Book Review: “The Bitch” by Pilar Quintana

The Bitch, by Pilar Quintana, winner of the prestigious Colombian Biblioteca de Narrativa Prize and newly translated into English by Lisa Dillman, is one of those books whose meaning is a different beast entirely than the events that compose its plot. On the most basic level, what “happens” in this short novel is that a woman from Colombia’s Pacific coast, Damaris, adopts a very young puppy with little chance of survival. What the book is about, though, is Damaris herself – her resilience, her anger, her loneliness, and her pain.

Quintana’s novel is sparse, a mere 155 pages and spanning just a few months of time.

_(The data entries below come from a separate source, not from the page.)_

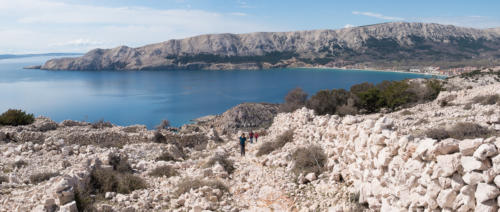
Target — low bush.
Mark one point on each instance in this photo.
(165, 156)
(14, 117)
(3, 179)
(308, 159)
(406, 113)
(487, 99)
(193, 183)
(105, 180)
(119, 163)
(295, 99)
(101, 124)
(223, 160)
(40, 177)
(462, 130)
(20, 163)
(280, 141)
(161, 171)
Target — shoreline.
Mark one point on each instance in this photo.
(376, 70)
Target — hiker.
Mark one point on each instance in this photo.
(251, 137)
(242, 144)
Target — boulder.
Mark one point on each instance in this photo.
(468, 146)
(448, 164)
(70, 207)
(470, 164)
(485, 192)
(446, 198)
(484, 151)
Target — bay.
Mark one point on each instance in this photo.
(147, 97)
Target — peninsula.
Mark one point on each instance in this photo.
(388, 46)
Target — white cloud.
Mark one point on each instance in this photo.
(378, 15)
(52, 25)
(464, 21)
(238, 14)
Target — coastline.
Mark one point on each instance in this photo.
(375, 70)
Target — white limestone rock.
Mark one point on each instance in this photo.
(485, 192)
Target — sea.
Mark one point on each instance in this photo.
(147, 97)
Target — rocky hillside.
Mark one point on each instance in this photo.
(383, 45)
(441, 155)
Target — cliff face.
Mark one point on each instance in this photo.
(377, 45)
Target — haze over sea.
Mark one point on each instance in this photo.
(147, 97)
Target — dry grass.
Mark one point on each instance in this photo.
(269, 147)
(308, 159)
(223, 160)
(40, 177)
(187, 184)
(163, 171)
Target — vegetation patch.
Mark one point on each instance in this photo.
(295, 99)
(370, 98)
(308, 159)
(269, 147)
(40, 177)
(462, 130)
(223, 160)
(487, 99)
(188, 184)
(163, 171)
(14, 117)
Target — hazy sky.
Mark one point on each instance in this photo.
(36, 26)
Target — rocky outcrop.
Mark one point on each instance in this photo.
(381, 45)
(376, 162)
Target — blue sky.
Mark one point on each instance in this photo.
(36, 26)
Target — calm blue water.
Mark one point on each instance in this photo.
(147, 97)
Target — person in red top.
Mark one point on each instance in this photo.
(251, 137)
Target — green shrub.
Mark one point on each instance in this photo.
(165, 156)
(462, 130)
(192, 183)
(295, 99)
(487, 99)
(14, 117)
(280, 141)
(167, 171)
(3, 179)
(308, 159)
(40, 177)
(223, 160)
(104, 180)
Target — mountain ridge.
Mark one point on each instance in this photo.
(379, 45)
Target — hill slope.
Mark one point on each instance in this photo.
(381, 45)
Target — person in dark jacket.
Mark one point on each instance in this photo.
(242, 144)
(251, 137)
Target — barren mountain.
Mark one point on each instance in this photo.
(380, 45)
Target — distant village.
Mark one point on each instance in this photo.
(433, 70)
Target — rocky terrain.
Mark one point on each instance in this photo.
(388, 45)
(376, 162)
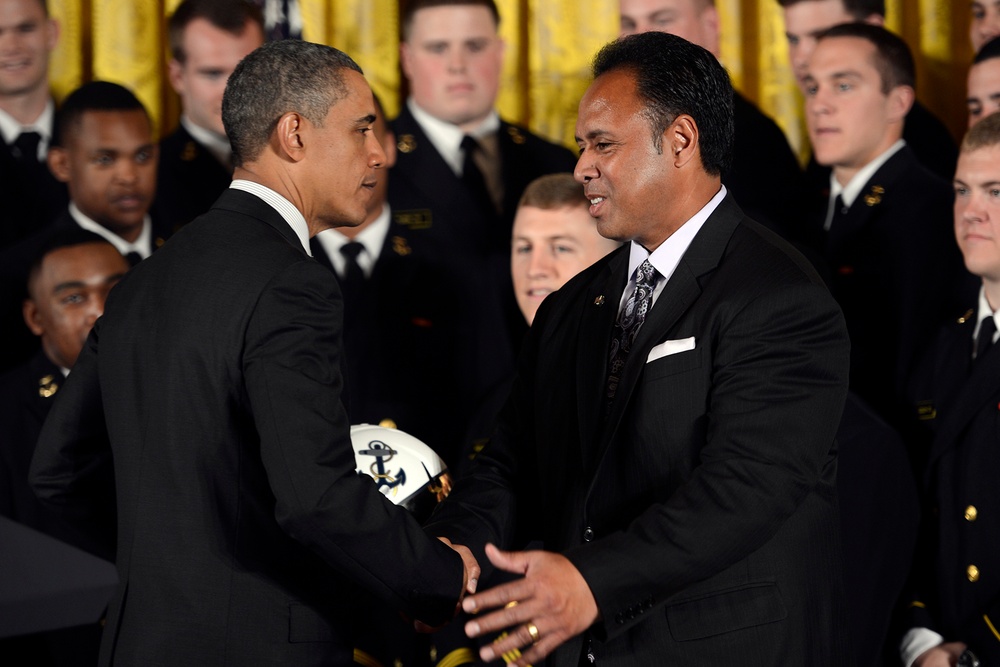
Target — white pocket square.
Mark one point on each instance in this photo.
(669, 347)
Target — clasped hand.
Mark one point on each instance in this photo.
(549, 605)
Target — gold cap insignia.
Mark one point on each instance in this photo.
(47, 386)
(406, 143)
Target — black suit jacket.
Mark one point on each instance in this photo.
(244, 530)
(927, 137)
(188, 179)
(15, 262)
(892, 264)
(959, 401)
(448, 225)
(32, 198)
(702, 510)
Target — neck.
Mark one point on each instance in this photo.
(992, 290)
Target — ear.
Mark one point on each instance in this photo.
(58, 160)
(681, 139)
(32, 317)
(289, 135)
(900, 102)
(710, 24)
(174, 74)
(404, 59)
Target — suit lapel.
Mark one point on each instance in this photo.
(867, 204)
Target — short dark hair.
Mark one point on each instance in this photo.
(983, 134)
(61, 238)
(859, 9)
(92, 96)
(413, 6)
(987, 51)
(280, 76)
(893, 58)
(229, 16)
(554, 191)
(673, 77)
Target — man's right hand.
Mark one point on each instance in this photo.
(470, 579)
(942, 655)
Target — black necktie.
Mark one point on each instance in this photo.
(472, 176)
(987, 329)
(629, 320)
(354, 278)
(25, 147)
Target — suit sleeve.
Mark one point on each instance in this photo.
(292, 371)
(72, 470)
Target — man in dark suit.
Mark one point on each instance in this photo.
(31, 196)
(68, 284)
(884, 231)
(955, 394)
(926, 135)
(103, 150)
(207, 39)
(764, 177)
(676, 457)
(461, 168)
(244, 532)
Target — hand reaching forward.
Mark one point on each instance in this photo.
(470, 579)
(552, 604)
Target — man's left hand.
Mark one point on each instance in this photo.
(551, 605)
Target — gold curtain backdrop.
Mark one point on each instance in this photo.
(549, 47)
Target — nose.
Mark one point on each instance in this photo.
(585, 170)
(540, 263)
(126, 171)
(456, 60)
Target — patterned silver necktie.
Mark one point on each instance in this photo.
(629, 320)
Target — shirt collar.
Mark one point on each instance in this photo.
(371, 237)
(447, 137)
(142, 245)
(982, 312)
(217, 145)
(848, 193)
(10, 128)
(285, 208)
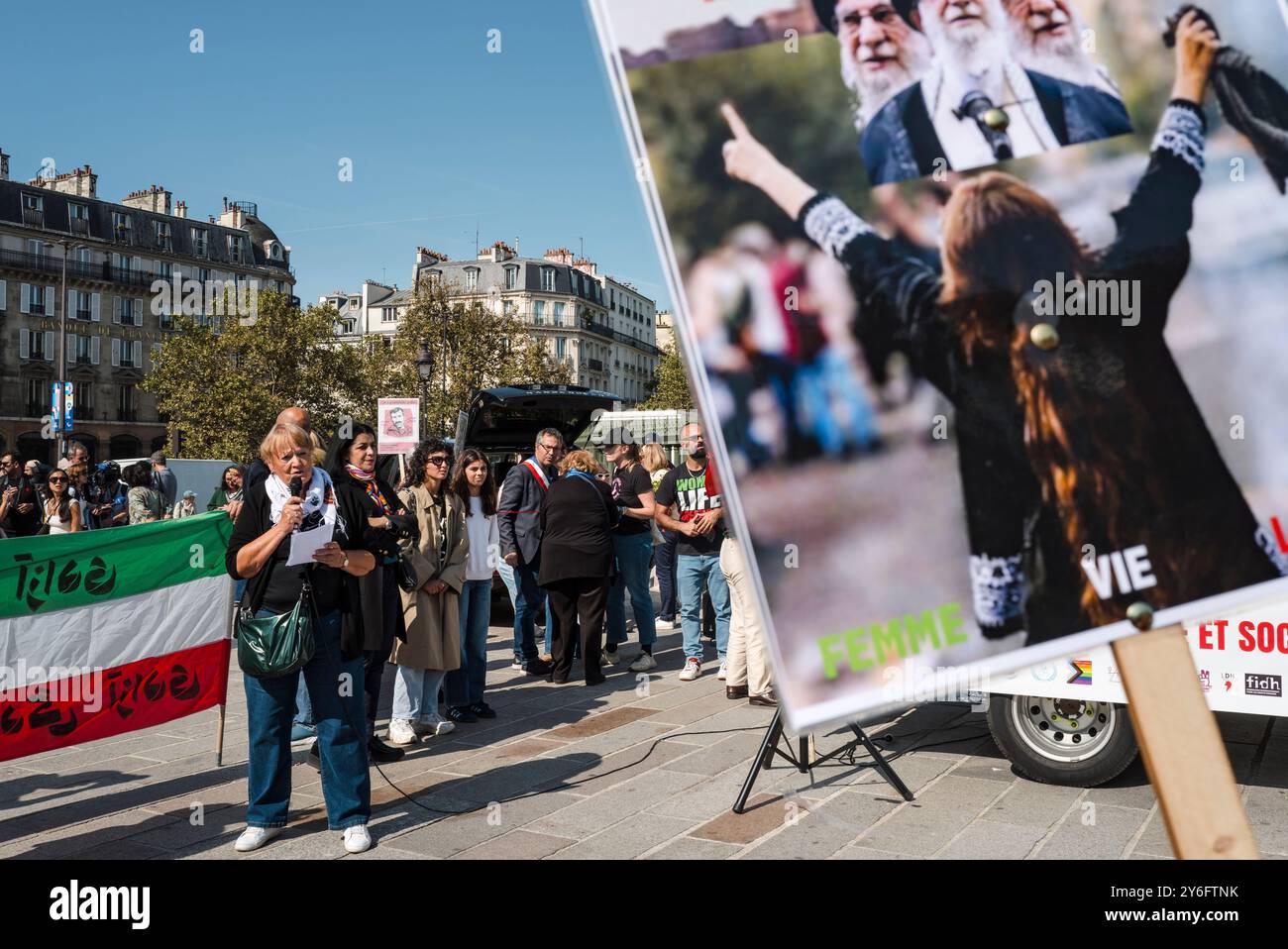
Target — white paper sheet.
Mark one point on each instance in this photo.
(304, 544)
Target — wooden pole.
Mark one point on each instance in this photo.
(1183, 748)
(223, 705)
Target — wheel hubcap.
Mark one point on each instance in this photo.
(1064, 730)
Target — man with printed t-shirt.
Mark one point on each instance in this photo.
(700, 528)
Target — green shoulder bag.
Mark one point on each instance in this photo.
(277, 645)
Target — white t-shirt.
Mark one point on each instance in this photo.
(484, 538)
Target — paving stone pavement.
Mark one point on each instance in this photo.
(640, 767)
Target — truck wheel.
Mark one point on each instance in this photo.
(1063, 741)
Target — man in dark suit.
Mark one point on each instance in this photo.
(523, 494)
(925, 128)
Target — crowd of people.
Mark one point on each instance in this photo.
(407, 580)
(77, 494)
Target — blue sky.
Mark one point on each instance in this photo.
(442, 133)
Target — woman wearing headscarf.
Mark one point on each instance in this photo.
(1061, 434)
(230, 488)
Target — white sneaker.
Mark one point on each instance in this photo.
(436, 724)
(643, 664)
(402, 731)
(357, 838)
(256, 837)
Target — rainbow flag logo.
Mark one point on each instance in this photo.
(1081, 673)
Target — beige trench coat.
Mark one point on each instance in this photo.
(433, 622)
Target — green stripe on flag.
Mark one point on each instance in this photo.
(40, 575)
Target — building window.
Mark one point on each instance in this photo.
(125, 402)
(38, 397)
(34, 210)
(81, 305)
(78, 218)
(121, 226)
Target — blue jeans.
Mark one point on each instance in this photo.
(665, 554)
(335, 687)
(528, 597)
(691, 572)
(631, 553)
(465, 684)
(416, 692)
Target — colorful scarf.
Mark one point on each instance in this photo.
(369, 483)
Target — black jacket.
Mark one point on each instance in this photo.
(351, 533)
(1022, 571)
(368, 622)
(579, 519)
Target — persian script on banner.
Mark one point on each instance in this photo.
(111, 631)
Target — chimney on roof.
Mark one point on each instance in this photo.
(77, 181)
(155, 198)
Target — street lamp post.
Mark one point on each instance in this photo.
(424, 369)
(62, 356)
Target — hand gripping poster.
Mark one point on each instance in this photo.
(983, 304)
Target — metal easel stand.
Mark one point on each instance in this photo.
(800, 759)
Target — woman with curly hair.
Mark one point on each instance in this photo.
(1072, 436)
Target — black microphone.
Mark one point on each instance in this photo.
(991, 121)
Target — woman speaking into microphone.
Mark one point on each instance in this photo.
(296, 494)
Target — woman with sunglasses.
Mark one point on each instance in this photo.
(62, 511)
(432, 613)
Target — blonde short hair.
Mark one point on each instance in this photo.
(580, 460)
(278, 437)
(653, 458)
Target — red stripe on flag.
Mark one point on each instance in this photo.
(119, 699)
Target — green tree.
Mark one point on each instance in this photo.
(670, 385)
(220, 382)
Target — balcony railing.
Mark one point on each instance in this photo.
(610, 334)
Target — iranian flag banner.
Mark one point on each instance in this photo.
(111, 631)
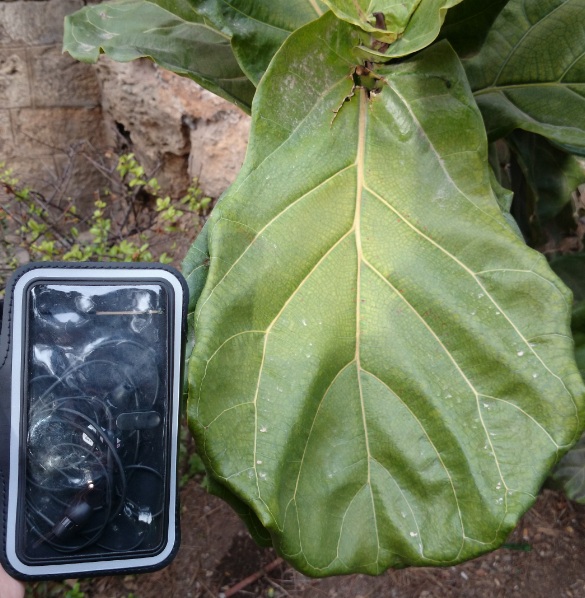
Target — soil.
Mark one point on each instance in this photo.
(544, 558)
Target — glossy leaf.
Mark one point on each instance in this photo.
(550, 174)
(467, 24)
(169, 32)
(366, 337)
(258, 27)
(530, 73)
(569, 475)
(407, 26)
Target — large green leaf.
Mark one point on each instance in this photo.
(383, 370)
(530, 73)
(258, 27)
(569, 475)
(406, 26)
(467, 24)
(169, 32)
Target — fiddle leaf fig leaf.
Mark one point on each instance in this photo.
(170, 33)
(551, 174)
(569, 474)
(366, 337)
(258, 28)
(397, 28)
(467, 24)
(530, 72)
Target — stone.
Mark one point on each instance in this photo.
(59, 80)
(14, 83)
(173, 125)
(34, 23)
(45, 131)
(6, 139)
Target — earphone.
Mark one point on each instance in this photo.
(94, 479)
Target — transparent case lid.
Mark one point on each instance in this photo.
(96, 396)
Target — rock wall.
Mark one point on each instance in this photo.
(52, 108)
(49, 103)
(176, 128)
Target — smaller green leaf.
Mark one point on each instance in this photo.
(551, 174)
(258, 28)
(177, 39)
(569, 475)
(394, 28)
(530, 72)
(571, 270)
(467, 24)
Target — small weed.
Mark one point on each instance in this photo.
(121, 226)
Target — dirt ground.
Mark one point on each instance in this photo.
(544, 558)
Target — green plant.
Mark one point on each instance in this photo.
(384, 371)
(121, 226)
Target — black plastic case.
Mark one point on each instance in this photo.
(90, 381)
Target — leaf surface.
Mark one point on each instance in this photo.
(530, 73)
(170, 33)
(467, 24)
(258, 27)
(407, 26)
(569, 474)
(551, 174)
(366, 337)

But Damaris carries burdens that have been weighing her down for years: the drowning of a childhood friend, infertility, a frigid marriage, poverty, and others. What unfolds in this book is a stark portrait of how these burdens have acted upon her mind and her heart, exposed through deft manipulation of one of the 20th-century narrative’s most effective techniques of evoking emotion: putting a dog center stage.

If the blunt adjectives haven’t already tipped you off, this is a novel to stay away from if you can’t bear books about dogs that end any other way than Fido lazing contentedly on a rug in front of a fireplace. But it’s also a novel that’s putting that aversion on notice by juxtaposing it with human anguish – where do we draw the line about what is too terrible to contemplate?

The Bitch achieves its effect because of the author’s expert blend of tenderness, heartache, and rage; the sun comes out from behind the clouds at one moment, but just as you begin to feel the warmth on your skin, it disappears, leaving you all the more bereft for the recent memory of its light.

A review from Yuri Herrera quoted on the novel’s back cover applauds Quintana’s skill at uncovering beautiful wounds and then “throw[ing] a handful of salt into them.” And yeah, reading The Bitch feels a lot like that. It might be a bit much for some in quarantine when many of our own emotional wounds are already rubbed unbearably raw, but I recommend grappling with it, even if that means saving it for months or years from now.

A copy of this book was provided by the publisher, World Editions, for review.